Gelecek... Tehdit ve fırsat

25 Mart 2016 Cuma

Çocuk istismarlarından, tacizlerinden tutun, “bize cahil nesil gerek” diyen akademisyenlere kadar geleceğimizi tehdit eden tüm unsurları bünyesinde barındıran bu ülkede ve bu ortamda; inatla ve ısrarla geleceği şekillendirecek projelerden bahsetmek niyetindeyim. Belki de bu benim karanlıktan, umutsuzluktan kurtulma yolum, bilemiyorum...
Bu yüzden bugün konu, Koç Üniversitesi bünyesinde geçen yıl kurulan KUAR. Yani Koç Üniversitesi Arçelik Yaratıcı Endüstriler Uygulama Merkezi’nde bir avuç araştırmacı ve bilim insanının, geleceği şekillendirecek projeleri. Biri Türkiye’nin ar-ge’ye en fazla bütçe ayıran, en fazla patent sahibi olan şirketi, diğeri en iyi üniversitelerinden biri olunca... Neler mi var içlerinde?

Başa giyilebilen etkileşimli cihazların tasarımı örneğin ya da iki elin birbirine dokunarak yaptığı hareketler ile bir cihaza komuta etmek... Gelişim psikolojisi deneyleri için akıllı oyuncaklar... Kahve falı pratiklerinden yola çıkarak, sözsüz iletişimin cihaz tasarımına etkisini araştırmak... Çok uçuk, çok havada kalan sözcükler gelebilir yazdıklarım. Araştırmaları ve deneyleri izlerken bize de öyle geldi açıkçası, ama konu gelecek. Ve KUAR Direktörü Prof. Oğuzhan Özcan’ın dediği gibi çoğu 5 hatta 10 yıl sonra ürüne dönüşecek olan projeler bunlar. Sevindirici olan, daha şimdiden içlerinden birinin mayıs ayı başında Silikon Vadisi’nde endüstri devlerinin de katılacağı İnsan-Bilgisayar Etkileşimi adlı zirvede tanıtılacak olması...

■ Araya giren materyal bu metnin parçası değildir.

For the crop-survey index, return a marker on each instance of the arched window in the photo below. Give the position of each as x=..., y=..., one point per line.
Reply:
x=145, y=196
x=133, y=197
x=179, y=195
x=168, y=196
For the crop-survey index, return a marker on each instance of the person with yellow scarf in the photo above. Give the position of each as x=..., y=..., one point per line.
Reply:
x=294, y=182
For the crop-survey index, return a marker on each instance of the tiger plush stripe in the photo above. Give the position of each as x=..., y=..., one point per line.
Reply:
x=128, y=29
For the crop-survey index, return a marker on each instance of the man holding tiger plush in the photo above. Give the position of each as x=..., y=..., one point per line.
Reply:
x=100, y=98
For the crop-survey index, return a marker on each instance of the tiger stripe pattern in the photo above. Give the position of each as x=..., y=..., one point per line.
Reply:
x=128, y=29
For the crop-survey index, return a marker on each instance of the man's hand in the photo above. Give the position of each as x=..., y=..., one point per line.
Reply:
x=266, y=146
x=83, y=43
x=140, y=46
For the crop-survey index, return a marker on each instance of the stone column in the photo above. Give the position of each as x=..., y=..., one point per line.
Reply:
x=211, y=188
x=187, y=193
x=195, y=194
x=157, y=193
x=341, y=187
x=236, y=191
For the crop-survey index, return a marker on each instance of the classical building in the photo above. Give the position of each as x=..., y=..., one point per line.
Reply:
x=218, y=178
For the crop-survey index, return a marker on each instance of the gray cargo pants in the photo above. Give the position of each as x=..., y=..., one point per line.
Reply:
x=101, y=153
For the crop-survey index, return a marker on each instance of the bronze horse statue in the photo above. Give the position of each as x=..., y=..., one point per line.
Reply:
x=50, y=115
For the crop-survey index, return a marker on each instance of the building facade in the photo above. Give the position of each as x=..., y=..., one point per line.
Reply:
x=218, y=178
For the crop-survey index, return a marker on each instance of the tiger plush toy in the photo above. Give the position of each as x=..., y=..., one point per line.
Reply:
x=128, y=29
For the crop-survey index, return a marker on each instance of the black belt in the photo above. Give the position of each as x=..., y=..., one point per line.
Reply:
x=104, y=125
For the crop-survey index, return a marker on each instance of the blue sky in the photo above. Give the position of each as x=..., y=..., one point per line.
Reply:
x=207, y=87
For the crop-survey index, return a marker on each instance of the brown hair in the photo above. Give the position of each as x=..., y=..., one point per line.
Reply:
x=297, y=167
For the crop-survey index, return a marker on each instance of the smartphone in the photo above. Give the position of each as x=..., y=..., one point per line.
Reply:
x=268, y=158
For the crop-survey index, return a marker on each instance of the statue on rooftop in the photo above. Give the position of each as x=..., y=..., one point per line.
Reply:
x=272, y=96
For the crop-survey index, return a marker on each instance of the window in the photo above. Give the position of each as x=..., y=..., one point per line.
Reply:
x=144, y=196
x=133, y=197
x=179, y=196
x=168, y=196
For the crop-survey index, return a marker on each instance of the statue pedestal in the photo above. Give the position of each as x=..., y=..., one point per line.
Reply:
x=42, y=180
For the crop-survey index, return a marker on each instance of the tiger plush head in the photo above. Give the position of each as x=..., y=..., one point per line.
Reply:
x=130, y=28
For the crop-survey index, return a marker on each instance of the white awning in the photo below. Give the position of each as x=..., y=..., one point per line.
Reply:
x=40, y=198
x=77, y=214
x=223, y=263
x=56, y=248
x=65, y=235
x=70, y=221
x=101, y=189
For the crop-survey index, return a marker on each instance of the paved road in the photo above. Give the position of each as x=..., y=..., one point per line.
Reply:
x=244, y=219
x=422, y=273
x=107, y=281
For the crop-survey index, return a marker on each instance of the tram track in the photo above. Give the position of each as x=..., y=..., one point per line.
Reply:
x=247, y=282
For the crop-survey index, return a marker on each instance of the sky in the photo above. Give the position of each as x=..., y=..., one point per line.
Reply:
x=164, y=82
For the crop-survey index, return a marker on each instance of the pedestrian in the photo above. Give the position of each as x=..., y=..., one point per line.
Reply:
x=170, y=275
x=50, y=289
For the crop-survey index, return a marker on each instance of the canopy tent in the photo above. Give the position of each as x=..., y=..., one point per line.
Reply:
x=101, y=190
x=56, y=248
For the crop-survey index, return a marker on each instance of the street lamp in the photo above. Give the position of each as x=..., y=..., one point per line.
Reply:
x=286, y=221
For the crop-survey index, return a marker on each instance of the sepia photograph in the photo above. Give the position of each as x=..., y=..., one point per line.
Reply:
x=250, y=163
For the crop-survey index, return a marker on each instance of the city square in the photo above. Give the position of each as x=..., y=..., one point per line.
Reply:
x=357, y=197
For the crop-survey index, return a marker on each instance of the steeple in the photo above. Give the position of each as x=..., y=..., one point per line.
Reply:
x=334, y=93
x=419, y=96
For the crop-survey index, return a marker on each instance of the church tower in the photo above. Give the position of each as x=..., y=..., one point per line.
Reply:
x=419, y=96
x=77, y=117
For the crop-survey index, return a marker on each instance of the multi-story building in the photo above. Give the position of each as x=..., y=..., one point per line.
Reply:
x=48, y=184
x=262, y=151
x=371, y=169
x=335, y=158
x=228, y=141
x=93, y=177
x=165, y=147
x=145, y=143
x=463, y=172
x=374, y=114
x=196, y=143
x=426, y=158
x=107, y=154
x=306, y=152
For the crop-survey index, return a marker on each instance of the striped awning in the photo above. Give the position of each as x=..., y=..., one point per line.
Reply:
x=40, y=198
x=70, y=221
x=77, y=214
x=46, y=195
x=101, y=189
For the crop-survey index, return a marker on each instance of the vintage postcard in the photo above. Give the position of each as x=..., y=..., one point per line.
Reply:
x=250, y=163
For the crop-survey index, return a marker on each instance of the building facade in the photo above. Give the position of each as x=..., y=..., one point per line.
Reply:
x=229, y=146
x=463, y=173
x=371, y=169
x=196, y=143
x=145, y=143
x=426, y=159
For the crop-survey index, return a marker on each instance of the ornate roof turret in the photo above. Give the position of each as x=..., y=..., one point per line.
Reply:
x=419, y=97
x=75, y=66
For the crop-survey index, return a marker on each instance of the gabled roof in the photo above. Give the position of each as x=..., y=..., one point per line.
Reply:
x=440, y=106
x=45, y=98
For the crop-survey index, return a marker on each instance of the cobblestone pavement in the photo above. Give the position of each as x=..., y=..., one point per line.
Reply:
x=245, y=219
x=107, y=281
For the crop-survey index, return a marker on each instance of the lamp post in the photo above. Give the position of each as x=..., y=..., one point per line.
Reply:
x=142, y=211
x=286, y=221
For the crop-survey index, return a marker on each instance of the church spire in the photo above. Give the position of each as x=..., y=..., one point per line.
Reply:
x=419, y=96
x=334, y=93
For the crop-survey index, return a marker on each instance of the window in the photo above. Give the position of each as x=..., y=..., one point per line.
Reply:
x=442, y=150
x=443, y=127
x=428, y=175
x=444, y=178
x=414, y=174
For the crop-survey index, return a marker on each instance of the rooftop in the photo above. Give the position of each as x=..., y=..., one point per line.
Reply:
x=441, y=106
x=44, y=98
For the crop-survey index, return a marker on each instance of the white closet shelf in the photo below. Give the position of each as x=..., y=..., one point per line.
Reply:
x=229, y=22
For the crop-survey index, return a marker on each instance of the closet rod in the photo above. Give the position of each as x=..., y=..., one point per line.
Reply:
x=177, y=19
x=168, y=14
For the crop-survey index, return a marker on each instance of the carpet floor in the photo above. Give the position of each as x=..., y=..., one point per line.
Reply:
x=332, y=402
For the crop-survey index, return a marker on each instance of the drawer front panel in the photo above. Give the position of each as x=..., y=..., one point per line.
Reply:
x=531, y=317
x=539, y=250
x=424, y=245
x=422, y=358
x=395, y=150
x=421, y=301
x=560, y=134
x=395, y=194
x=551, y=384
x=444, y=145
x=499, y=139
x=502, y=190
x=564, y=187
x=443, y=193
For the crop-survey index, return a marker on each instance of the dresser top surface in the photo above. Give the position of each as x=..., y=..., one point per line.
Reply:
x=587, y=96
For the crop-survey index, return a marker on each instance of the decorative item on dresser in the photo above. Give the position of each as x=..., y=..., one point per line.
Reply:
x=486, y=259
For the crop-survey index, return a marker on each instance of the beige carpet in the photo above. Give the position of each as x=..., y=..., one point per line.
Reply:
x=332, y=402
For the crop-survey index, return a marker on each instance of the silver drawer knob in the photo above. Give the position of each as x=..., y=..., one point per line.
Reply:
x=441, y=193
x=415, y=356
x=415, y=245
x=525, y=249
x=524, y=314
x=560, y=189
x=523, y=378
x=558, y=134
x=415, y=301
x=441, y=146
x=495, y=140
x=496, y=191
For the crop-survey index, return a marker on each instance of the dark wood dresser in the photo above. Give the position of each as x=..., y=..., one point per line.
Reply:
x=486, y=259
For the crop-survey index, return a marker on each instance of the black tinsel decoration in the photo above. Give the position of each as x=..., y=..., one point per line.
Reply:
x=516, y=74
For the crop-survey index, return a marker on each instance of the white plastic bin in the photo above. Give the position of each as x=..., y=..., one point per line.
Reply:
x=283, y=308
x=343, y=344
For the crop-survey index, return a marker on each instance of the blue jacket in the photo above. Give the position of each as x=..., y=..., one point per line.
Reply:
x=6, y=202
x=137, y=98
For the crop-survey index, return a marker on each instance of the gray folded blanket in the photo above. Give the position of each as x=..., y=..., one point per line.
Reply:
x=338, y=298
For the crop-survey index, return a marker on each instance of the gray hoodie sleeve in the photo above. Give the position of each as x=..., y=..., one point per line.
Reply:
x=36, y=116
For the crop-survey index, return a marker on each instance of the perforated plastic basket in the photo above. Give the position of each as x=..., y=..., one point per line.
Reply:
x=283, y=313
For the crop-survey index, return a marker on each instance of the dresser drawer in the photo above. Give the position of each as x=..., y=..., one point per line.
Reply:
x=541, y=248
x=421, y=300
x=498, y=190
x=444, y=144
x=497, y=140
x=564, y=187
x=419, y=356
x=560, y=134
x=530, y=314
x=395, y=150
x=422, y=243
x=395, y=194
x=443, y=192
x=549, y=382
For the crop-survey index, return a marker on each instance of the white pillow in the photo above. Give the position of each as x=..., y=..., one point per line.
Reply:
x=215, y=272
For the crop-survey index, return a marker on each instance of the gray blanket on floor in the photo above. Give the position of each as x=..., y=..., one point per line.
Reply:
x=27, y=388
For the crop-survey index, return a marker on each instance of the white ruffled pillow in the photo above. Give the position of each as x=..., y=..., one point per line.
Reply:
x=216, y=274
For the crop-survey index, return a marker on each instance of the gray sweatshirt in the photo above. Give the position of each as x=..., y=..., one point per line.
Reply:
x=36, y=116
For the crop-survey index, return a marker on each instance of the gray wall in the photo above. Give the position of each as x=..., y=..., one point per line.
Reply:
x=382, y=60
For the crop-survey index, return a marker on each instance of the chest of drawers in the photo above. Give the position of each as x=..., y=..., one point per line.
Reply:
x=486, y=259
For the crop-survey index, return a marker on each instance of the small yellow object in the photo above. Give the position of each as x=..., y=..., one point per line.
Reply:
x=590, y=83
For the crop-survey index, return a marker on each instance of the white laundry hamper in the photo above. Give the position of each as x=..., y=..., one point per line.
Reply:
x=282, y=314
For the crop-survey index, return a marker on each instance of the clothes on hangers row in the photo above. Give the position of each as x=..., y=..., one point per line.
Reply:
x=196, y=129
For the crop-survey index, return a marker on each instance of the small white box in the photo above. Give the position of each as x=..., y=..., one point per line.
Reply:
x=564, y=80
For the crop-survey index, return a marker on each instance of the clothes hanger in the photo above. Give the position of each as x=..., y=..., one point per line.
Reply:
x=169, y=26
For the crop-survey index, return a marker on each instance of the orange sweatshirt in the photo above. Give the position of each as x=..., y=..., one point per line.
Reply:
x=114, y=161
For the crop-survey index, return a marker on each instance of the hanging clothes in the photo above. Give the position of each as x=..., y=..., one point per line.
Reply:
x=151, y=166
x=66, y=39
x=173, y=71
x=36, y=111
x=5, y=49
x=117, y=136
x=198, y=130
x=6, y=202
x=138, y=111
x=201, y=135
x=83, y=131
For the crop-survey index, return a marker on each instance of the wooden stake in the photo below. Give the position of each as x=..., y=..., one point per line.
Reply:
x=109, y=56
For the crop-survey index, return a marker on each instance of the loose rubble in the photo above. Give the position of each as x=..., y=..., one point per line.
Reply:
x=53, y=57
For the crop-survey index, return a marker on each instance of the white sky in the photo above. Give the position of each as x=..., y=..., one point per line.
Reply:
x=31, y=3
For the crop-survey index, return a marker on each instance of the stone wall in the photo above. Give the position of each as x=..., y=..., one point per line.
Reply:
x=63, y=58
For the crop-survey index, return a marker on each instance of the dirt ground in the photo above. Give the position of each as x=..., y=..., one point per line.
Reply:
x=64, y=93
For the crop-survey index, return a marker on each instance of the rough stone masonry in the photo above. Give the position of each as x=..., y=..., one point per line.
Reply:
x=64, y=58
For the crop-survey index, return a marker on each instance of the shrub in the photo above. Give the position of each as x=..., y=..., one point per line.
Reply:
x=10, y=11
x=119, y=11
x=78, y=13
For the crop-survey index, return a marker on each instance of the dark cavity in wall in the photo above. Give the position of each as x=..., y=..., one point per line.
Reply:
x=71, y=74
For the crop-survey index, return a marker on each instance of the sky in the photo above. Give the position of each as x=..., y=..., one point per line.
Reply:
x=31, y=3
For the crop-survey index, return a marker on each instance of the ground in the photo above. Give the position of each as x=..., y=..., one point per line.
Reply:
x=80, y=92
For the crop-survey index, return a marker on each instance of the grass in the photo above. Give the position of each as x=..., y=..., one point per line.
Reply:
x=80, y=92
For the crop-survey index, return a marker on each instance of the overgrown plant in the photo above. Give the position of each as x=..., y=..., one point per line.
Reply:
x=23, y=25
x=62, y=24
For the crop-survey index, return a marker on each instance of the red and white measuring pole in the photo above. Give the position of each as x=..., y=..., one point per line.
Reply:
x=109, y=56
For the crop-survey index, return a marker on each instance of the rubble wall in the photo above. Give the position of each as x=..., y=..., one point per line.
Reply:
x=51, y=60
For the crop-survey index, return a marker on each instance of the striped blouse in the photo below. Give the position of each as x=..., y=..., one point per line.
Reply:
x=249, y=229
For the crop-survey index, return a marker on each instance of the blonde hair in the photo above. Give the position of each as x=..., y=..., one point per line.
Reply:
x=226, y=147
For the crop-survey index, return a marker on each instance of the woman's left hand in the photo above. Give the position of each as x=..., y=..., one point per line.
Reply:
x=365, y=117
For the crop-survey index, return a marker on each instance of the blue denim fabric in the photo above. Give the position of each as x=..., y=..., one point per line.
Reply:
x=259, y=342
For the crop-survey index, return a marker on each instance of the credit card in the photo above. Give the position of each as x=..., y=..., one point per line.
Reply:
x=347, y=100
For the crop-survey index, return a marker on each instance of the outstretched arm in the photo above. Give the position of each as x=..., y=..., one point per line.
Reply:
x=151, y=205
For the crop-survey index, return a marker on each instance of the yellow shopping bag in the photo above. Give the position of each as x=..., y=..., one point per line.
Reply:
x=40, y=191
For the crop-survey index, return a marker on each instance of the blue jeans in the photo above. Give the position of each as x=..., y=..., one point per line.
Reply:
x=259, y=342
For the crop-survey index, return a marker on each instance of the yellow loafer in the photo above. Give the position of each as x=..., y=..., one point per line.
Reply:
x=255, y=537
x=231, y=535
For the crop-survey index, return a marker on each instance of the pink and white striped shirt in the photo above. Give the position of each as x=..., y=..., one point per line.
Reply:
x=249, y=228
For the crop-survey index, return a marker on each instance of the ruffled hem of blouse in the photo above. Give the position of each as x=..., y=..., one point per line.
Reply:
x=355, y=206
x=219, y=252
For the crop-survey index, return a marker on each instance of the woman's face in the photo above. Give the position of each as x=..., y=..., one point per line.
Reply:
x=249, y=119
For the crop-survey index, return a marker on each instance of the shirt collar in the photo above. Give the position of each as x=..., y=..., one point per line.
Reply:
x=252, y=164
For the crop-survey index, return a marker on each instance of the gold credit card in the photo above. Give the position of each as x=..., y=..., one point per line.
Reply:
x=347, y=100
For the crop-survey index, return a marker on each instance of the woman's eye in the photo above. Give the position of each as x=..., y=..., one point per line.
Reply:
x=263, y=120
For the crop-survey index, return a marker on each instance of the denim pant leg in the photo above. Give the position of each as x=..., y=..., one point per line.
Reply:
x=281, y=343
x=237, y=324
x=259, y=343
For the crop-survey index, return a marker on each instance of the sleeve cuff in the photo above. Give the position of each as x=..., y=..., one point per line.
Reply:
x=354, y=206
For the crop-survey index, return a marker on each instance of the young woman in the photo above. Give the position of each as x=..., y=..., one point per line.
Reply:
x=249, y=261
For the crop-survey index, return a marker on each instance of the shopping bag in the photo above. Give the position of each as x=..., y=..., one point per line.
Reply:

KUAR: Koç Üniversitesi - Arçelik işbirliği
Bu ne anlama geliyor? Aslında çok basit: Fırsat verildiğinde, gerekli olan ekosistem yaratıldığında bizim gençlerimizin, araştırmacılarımızın dünya ölçeğinde fikirler ve projeler yaşama geçirebildiklerini... Benzer başarıyı geçen ay ODTÜ bünyesindeki MEMS (Mikro Elektro Mekanik Sistemler) Merkezi’ni ve teknoparkını gezdiğimde de gözlemlemiştim.
Sonuçta iş geliyor, Koç Üniversitesi Rektörü Prof. Ümran İnan’ın dediği gibi “her işin başı eğitim” noktasında düğümleniyor. Bu iş salt üniversite açmakla olmuyor; sayının değil eğitimin kalitesinin önemi asıl belirleyici. İnan “evet Türkiye’de ar-ge’ye ayrılan kaynaklar arttı ama bilimsel yayınlara atıfta daha çok gerilerdeyiz” diyor ve üniversite-sanayi işbirliğinin önemine de dikkat çekiyor. Bu yüzden Arçelik ve Koç Üniversitesi’nin yaratıcı endüstriler alanında Kuar’ı açması önemli. Arçelik Genel Müdürü Hakan Bulgurlu merkezin tüm sanayi alanlarına açık olduğunu özellikle vurguluyor.
Bugün dünya her türlü nesnenin birbiri ile ileşitim içinde olacağı Sanayi 4.0 devrimini konuşuyor, bu doğrultuda hazırlıklar yapıyor. Sanayi 4.0’ün en temel özelliklerinden biri insanların, özellikle de az kalifiye çalışanların yerini robotların, otomasyonun alacak olması. Eğer Türkiye bu konuda başta eğitim olmak üzere radikal bir değişim sürecine girmezse, mevcut sistemde Sanayi 4.0 sadece ve sadece işsizliği arttırır. Geleceği tehdit olmaktan çıkarmanın tek formülü de budur.